Los gastos de campaña
A diferencia del Tribunal Electoral del Poder Judicial de la Federación (Triel), que sujeta sus decisiones sólo al riguroso marco legal vigente, los integrantes del Instituto Federal Electoral (IFE) necesitan, además de la referencia jurídica, sopesar los términos en que la realidad presiona, condiciona o desvía la voluntad de realizar comicios limpios, creíbles y aceptables.
En ese sentido cobra especial importancia el esfuerzo hecho por los consejeros electorales para sancionar el incumplimiento de tres partidos, pero sobre todo del Revolucionario Institucional, en la comprobación satisfactoria de la manera como gastaron los recursos públicos que les fueron asignados durante 1996.

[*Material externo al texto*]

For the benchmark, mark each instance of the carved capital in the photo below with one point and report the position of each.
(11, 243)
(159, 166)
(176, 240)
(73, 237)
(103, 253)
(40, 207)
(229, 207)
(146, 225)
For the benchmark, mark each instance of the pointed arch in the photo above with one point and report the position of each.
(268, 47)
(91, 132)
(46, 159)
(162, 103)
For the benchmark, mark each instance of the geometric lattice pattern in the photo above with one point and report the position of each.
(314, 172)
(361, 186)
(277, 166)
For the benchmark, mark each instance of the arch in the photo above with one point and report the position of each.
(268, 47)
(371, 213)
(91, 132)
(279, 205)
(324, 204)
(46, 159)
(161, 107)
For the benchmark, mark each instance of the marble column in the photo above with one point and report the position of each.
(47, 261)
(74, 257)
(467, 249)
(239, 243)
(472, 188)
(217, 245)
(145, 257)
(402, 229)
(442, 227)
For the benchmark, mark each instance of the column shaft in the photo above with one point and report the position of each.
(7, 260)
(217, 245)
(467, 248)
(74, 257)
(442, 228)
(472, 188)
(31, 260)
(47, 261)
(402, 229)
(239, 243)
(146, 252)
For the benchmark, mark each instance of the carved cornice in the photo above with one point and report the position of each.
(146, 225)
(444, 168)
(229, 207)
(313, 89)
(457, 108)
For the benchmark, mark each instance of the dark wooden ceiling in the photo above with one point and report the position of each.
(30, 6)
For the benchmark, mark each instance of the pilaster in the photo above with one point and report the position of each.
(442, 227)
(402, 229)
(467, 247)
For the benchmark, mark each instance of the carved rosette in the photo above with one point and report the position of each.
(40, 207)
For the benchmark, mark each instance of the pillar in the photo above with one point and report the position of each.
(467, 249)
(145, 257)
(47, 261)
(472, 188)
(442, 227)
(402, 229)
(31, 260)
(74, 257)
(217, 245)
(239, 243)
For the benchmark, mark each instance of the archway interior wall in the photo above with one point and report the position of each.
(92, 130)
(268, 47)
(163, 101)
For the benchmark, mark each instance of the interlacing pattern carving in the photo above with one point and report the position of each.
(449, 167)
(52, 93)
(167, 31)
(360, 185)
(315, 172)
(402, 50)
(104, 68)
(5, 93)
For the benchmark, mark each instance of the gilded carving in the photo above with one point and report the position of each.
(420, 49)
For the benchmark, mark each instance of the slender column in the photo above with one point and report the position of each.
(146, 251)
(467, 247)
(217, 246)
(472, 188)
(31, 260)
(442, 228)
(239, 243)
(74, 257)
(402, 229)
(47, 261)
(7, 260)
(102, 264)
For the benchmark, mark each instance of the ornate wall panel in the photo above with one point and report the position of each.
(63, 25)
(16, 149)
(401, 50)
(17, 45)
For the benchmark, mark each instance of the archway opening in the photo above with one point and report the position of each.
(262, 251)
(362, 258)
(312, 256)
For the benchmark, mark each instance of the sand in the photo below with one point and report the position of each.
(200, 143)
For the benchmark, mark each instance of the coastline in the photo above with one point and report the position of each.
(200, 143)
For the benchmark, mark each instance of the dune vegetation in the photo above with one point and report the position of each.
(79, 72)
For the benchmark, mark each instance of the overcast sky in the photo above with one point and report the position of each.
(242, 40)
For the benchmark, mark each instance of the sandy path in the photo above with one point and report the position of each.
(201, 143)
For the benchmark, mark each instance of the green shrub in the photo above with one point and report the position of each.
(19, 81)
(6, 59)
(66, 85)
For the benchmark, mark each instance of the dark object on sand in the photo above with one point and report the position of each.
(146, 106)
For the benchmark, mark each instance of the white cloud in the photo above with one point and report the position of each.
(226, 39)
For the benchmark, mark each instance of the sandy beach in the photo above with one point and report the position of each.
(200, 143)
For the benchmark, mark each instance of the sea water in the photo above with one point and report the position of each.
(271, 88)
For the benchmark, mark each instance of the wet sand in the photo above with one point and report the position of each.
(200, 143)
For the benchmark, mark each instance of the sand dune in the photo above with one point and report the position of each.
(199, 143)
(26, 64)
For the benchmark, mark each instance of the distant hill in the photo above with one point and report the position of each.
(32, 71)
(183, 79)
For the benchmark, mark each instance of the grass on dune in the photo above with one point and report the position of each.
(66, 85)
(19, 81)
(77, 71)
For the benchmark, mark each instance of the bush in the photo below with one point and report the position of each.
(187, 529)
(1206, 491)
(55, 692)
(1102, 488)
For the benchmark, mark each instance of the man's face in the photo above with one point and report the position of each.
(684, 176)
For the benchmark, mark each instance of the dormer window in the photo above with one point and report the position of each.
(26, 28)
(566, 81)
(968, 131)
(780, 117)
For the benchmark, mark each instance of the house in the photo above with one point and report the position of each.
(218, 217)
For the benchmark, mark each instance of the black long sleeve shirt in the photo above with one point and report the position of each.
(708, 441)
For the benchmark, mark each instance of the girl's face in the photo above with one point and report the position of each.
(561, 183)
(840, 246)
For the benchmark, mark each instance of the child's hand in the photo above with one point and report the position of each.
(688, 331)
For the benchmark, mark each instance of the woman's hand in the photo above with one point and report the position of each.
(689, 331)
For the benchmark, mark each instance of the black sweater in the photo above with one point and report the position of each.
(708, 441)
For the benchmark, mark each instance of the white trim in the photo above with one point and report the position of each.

Casi cinco millones y medio de pesos de multa al PRI por no comprobar satisfactoriamente el gasto de poco más de 19 millones de pesos, parece anunciar una saludable disposición del IFE a la verdadera fiscalización del uso que a los dineros públicos dan los partidos y, sobre todo, el mayoritario tanto en resultados electorales como en asignación de recursos.
La puntillosa reacción priísta, alegando retroactividad en la aplicación de una norma, y aduciendo parcialidad y mala fe de los consejeros electorales en los que adivina un antipriísmo obcecado, muestran justamente la importancia del tema.
Al tocar levemente el nervio central de la estructura priísta, el de los dineros públicos, los consejeros electorales han generado la reacción electrizada de una tradición política que ha fundado su hegemonía en la manipulación de obras y servicios gubernamentales, en el uso de la estructura oficial como mecanismo de chantaje y persuasión votante, en el pago sin límite de las cuadrillas de ingenieros, técnicos y obreros de la defraudación electoral, y en el escamoteo legaloide de cualquier información confiable respecto del uso de los dineros públicos recibidos unos de manera pública y otros de manera clandestina.
Hoy mismo, en el curso del proceso electoral más vigilado de la historia mexicana reciente, hay indicios diversos que muestran la sobrevivencia activa de esa tendencia manipuladora y distorsionadora de la voluntad ciudadana. Según denuncias de los partidos mayoritarios de oposición, Acción Nacional y de la Revolución Democrática, hay aplicación proselitista de fondos públicos y presencia de preocupantes brigadas electorales priístas. En Campeche, por citar un ejemplo, se denunció el uso de presuntos medicamentos oficiales en la campaña del candidato priísta a la gubernatura, Antonio González Curi, a quien además acusan sus opositores perredista, Layda Sansores, y panista, Miguel Angel Montejo, de haber rebasado sobradamente el tope de gastos de campaña que la ley establece. Un ejemplo de cómo las evidencias públicas se extravían y son derrotadas en los senderos legalistas es el de Tabasco, donde las pruebas del enorme gasto hecho en la campaña de Roberto Madrazo jamás pudieron obtener el rango de verdad jurídica. En Quintana Roo y en Sinaloa, por lo demás, se han vivido recientemente las embestidas del aparato tradicionalmente controlador de las elecciones contra los débiles intentos ciudadanizadores.
De cara a esa realidad, las pretensiones priístas de solicitar juicio político contra los consejeros electorales abrirían un flanco de incredulidad altamente dañino para el proceso electoral en curso, pues mostraría que los recovecos legaloides y las artimañas de picapleitos estarían por encima de los intentos de cambiar la realidad política que, por décadas, hemos conocido.